This week’s list of data news highlights covers December 7-December 13, 2019, and includes articles about using the Internet-of-Things (IoT) to improve city parks and using AI to spot corruption.
Researchers led by an individual from NASA have mapped the wind patterns of Mars’ upper atmosphere. Using data from a NASA spacecraft that has been orbiting Mars since 2013, the researchers found that there are pockets within the atmosphere that have extremely variable wind patterns. The researchers also found that Mars’ mountains, which are significantly bigger than mountains on Earth, affect winds as high as 170 miles in the air.
Las Vegas is adding infrared sensors to its parks to detect litter, graffiti, and people. The sensors can help the city identify issues, such as an individual entering a park after hours. In addition, the sensors can help the city understand the foot traffic parks receive, which can help the city prioritize its investments in popular parks.

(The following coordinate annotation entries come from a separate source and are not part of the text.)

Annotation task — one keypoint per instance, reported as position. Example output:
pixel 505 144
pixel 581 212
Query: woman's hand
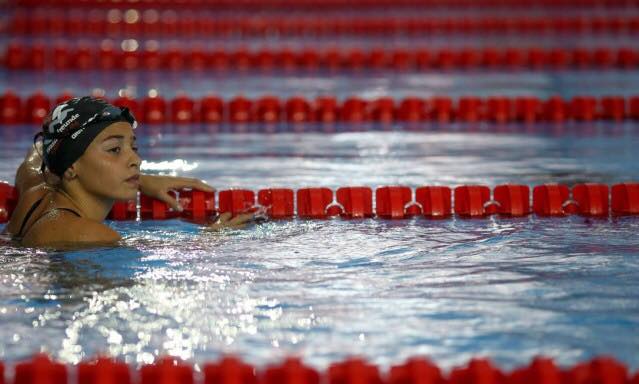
pixel 225 220
pixel 158 187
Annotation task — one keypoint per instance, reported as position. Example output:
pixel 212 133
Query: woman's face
pixel 110 166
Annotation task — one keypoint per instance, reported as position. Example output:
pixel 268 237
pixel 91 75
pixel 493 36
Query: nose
pixel 135 160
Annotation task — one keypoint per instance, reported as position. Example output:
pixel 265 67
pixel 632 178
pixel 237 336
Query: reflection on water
pixel 508 289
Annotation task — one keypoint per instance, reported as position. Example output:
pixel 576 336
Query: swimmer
pixel 86 161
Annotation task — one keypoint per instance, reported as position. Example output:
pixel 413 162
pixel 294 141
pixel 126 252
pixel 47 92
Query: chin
pixel 129 194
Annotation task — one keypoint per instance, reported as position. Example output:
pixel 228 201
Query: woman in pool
pixel 86 161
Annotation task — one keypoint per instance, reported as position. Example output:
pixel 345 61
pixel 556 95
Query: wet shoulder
pixel 61 228
pixel 26 201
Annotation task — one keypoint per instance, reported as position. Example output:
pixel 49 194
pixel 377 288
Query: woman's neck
pixel 90 206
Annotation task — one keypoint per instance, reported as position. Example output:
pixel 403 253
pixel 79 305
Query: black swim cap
pixel 71 127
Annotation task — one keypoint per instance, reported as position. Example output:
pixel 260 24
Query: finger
pixel 187 182
pixel 241 219
pixel 170 201
pixel 223 218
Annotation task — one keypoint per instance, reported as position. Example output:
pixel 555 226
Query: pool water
pixel 507 289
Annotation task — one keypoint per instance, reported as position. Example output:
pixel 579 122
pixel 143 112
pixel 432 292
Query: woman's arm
pixel 29 175
pixel 159 187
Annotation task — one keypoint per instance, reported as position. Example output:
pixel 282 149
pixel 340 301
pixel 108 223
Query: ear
pixel 70 173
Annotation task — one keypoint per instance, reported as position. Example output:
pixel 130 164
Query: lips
pixel 133 179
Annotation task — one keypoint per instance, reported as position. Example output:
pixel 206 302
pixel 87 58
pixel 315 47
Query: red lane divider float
pixel 390 202
pixel 130 55
pixel 289 5
pixel 417 370
pixel 328 110
pixel 152 23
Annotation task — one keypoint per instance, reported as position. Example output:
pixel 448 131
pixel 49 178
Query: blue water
pixel 507 289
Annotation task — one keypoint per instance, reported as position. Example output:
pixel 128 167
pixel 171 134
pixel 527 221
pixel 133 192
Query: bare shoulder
pixel 25 202
pixel 62 229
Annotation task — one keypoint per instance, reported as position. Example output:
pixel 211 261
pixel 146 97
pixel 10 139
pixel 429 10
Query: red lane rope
pixel 170 370
pixel 128 56
pixel 390 202
pixel 289 5
pixel 328 110
pixel 152 23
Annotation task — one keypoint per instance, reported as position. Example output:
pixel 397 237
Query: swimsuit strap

Researchers from the University of California, Merced, and Nvidia have developed an AI model that can automatically choreograph dances for music. The researchers trained the model using 361,000 clips representing ballet, Zumba, and hip-hop dancing. This process helped the model organize basic movements into dances according to input music.
Researchers led by an individual from the U.S. Geological Survey have used a supercomputer to predict the Earth’s terrestrial ecosystems will hold ten percent less carbon dioxide in 2100. The Earth’s terrestrial ecosystems hold roughly 30 percent of carbon dioxide emissions, and the researchers used the supercomputer to create simulations that combined global climate, land use, and emission models to make predictions.
Researchers from the Commonwealth Scientific and Industrial Research Organisation, Australia’s federal science agency, have developed an AI model that can estimate the maximum lifespans of extinct species, including early humans. The researchers trained the model on the known genomes of 252 species, teaching the model to learn the areas of animal genomes that relate to lifespan. On average, the model predicted lifespans within four years of the known maximum lifespans for the species.
Strella Biotechnology, a startup based in Philadelphia, has developed a sensor that predicts when apples will ripen. Apples emit heightened levels of a gas called ethylene when they ripen, which can trigger surrounding apples to ripen. Strella Biotechnology’s sensor detects levels of ethylene and communicates when apples will ripen to companies that store produce, helping them reduce food waste.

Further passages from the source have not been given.